REVIEWED: Marco Polo Travel Guide – Tenerife
Insightful insider tips and a handy pull-out road atlas make this pocket-sized guidebook perfect for a short break
A lot of holidays involve driving rental cars around strange places, yet guidebooks regularly ignore the need for a road atlas. The latest product from Marco Polo – a brand that’s often seen being promoted in European airports – puts its aces in the back cover.
Maps a-plenty
There you’ll find not only a fold-out map of Tenerife, with all major roads clearly marked, but maps of both major cities (Santa Cruz and Puerto de la Cruz) and a separate pull-out road atlas in a plastic pouch. There are several maps in the back of the book, too, in case you lose the fold-out map (don’t leave it in the rental car!).
Budget-friendly
While some guidebooks recommend only the finest places to stay, this guide includes plenty of budget options, free activities and low-cost places to visit, recognising, perhaps, that Tenerife is a common destination for families.

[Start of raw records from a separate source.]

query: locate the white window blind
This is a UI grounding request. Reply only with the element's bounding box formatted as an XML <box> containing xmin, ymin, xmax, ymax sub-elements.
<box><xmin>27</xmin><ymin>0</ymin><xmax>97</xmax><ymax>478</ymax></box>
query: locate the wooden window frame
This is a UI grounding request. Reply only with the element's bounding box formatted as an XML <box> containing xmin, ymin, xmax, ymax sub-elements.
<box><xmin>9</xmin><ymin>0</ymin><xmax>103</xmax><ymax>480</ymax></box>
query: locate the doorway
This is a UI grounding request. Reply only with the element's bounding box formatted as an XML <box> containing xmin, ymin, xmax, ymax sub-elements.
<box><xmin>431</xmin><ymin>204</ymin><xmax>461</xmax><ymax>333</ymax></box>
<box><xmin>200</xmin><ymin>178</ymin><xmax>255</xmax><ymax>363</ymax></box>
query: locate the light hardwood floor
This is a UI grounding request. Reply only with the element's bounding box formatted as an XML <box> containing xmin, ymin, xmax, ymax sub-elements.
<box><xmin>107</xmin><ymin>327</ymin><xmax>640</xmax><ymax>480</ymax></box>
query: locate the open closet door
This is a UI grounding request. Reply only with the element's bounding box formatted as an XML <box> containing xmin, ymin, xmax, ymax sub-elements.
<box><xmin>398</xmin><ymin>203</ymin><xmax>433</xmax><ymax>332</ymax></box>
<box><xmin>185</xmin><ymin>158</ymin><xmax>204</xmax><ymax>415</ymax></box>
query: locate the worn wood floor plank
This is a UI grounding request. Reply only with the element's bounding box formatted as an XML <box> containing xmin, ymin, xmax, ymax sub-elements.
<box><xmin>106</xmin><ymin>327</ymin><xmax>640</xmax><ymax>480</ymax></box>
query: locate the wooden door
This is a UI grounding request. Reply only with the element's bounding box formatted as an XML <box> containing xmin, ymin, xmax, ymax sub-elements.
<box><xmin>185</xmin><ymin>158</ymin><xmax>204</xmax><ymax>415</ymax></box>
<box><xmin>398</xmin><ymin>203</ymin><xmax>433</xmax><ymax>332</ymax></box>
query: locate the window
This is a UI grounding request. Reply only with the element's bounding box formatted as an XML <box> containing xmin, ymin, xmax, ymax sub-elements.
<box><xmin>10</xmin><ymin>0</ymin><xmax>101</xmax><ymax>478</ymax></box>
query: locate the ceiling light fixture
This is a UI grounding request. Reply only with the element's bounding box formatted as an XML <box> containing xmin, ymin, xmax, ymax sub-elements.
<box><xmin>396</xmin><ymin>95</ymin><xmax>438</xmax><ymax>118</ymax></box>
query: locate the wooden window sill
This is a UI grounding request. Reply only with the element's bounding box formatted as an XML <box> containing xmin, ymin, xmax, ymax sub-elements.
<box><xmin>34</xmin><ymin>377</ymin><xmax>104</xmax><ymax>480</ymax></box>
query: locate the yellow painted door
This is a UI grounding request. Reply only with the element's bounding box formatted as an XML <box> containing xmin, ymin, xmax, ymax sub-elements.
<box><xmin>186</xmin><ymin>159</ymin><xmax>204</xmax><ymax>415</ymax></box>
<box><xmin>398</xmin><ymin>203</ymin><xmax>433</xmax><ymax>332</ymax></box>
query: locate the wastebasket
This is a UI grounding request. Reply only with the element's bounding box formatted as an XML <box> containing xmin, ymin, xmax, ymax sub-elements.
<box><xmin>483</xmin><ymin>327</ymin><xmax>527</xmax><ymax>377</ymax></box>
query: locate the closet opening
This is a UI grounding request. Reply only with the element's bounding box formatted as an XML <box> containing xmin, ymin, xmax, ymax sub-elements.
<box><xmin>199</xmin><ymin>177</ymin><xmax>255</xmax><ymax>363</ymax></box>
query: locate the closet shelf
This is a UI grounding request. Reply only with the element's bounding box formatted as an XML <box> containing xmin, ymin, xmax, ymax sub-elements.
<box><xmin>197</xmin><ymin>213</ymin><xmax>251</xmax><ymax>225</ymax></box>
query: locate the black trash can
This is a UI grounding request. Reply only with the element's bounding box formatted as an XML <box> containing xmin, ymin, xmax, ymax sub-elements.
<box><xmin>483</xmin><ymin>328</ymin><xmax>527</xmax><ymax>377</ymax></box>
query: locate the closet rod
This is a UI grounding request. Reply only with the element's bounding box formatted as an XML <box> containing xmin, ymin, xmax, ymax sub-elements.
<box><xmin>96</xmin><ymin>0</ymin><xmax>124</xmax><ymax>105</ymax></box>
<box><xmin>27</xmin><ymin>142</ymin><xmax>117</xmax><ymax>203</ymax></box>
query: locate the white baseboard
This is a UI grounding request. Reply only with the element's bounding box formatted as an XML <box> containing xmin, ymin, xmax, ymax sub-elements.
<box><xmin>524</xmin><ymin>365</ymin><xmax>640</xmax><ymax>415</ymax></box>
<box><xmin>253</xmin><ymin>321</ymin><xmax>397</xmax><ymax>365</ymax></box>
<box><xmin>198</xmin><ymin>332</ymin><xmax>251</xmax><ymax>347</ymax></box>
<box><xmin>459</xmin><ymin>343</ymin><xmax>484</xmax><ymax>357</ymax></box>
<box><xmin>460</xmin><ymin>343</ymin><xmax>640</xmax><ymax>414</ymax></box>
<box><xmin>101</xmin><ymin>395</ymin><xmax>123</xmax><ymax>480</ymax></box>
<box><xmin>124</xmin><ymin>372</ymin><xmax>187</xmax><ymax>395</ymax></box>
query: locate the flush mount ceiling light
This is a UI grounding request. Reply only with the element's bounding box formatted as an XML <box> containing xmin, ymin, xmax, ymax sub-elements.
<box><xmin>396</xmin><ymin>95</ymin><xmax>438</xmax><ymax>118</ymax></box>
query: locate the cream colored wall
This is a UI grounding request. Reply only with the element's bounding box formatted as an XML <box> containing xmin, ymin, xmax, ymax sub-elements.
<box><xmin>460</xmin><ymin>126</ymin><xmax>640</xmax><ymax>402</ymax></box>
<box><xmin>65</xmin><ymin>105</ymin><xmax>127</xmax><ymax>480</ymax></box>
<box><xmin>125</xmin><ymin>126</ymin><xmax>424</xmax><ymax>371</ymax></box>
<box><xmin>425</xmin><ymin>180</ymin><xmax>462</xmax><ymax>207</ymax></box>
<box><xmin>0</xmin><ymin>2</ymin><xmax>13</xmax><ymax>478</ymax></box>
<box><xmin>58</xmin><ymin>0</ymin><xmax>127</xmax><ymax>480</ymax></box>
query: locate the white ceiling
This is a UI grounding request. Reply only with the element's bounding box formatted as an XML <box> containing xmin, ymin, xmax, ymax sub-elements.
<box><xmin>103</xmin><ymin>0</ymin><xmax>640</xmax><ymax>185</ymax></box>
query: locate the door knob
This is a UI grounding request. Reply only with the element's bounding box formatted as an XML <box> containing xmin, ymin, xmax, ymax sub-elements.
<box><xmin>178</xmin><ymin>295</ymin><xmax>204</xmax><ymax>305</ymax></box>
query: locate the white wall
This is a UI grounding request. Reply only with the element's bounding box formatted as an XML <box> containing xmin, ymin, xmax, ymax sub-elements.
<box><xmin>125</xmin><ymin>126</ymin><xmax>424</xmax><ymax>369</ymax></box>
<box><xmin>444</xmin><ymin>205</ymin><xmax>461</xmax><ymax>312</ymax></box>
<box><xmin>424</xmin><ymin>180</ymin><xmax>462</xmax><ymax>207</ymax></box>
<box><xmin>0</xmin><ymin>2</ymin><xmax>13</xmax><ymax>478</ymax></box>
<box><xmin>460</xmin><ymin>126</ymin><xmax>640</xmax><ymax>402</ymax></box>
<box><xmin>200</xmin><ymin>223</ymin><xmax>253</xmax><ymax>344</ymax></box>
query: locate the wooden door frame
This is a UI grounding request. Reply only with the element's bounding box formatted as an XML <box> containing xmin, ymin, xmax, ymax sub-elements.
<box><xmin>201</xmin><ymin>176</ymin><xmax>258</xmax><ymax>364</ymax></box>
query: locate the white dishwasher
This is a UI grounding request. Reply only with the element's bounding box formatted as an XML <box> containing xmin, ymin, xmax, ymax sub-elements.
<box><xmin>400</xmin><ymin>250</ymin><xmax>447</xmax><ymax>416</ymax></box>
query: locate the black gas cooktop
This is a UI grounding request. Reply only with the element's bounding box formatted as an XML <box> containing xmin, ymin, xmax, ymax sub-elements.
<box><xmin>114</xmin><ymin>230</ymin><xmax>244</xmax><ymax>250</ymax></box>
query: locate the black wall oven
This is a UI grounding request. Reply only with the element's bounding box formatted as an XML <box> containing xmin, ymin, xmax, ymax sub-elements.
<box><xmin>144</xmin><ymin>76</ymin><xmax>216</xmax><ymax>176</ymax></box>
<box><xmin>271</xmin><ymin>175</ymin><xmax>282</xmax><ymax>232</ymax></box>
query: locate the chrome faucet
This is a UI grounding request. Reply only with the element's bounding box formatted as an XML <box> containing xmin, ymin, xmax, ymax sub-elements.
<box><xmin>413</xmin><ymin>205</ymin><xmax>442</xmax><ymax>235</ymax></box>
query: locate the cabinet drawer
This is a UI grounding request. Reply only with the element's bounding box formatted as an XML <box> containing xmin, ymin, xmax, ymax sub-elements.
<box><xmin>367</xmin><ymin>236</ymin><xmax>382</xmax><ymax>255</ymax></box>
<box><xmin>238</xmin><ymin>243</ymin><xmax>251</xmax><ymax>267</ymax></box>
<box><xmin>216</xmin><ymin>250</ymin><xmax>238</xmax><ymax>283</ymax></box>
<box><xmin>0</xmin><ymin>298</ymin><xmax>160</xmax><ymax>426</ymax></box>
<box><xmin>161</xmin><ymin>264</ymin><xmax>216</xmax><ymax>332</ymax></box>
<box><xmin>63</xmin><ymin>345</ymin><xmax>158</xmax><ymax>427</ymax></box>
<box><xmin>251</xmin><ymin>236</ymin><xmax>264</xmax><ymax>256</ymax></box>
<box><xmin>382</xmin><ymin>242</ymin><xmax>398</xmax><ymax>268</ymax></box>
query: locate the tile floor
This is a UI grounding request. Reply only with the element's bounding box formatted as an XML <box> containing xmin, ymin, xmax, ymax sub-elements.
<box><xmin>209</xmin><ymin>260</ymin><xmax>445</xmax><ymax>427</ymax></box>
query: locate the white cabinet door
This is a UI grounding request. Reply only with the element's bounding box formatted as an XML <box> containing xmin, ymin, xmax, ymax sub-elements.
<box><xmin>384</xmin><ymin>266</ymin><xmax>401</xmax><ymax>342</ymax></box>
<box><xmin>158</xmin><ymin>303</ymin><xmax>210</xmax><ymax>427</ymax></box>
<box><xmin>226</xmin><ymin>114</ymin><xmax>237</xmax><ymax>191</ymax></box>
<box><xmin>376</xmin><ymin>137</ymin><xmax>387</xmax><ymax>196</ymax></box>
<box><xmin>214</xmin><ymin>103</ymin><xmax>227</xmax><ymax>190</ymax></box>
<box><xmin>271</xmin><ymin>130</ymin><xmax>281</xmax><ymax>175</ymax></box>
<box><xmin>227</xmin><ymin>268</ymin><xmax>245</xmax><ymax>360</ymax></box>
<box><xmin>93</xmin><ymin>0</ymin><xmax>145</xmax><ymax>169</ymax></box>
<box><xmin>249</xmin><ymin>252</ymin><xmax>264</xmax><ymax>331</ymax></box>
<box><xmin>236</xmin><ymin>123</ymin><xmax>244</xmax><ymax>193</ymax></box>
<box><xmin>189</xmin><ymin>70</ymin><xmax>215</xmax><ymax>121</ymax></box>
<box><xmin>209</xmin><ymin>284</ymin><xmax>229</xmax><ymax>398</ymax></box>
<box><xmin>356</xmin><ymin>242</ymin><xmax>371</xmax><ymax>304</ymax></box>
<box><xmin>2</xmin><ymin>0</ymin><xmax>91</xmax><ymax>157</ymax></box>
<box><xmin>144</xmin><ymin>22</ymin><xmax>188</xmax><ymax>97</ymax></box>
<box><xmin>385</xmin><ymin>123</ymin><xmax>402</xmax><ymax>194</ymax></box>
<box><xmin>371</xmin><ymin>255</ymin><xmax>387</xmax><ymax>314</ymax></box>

The ‘useful phrases’ section is handy, too; it’s accompanied by a short pronunciation boxout.
Insider Tips
Perhaps best of all this guide is peppered with really useful and unexpected Insider Tips. Secret picnic sites, adults-only hotels, restaurants that serve local cuisine (hard to find in tenerife), which rooms to ask for in specific hotels and other practically useful advice is given, and highlighted in yellow. The very best are collected in the front of the book, too, so you get some pre-warning.A handy section in the back lists some apps, websites, blogs and forums where you can pick the brains of locals and frequent visitors. It’s a nice recognition that a guidebook needn’t be an all-in-one resource, just a starting point for a journey.
Subjective sights
What’s included and what’s not is hugely subjective, but I was slightly disappointed to find that only four pages are given to Teide National Park, which is far and away the most unique slice of the island. Although it does cover a daytrip up the cable car, it doesn’t mention that it’s possible to buy a (very cheap) package online that includes a cable car ticket and a night in a Refuge near the summit, which means you can get to the peak for sunrise – an awesome experience – and be back on the beach for breakfast. It does mention the hotel at the foot of Teide, Parador de Cañadas del Teide Hotel (from £79, www.parador.es), but not that it has perhaps the best views of the night sky in the Northern Hemisphere.
Good value
A good value and compact guidebook packed with enough information and top tips to be of genuine use on any trip to Tenerife, Marco Polo’s decision to include plenty of good quality maps and a separate, foldout road atlas map is crucial to its success. Well researched, well designed and easy to use, Marco Polo guides are colourful alternative to books by Bradt and Lonely Planet.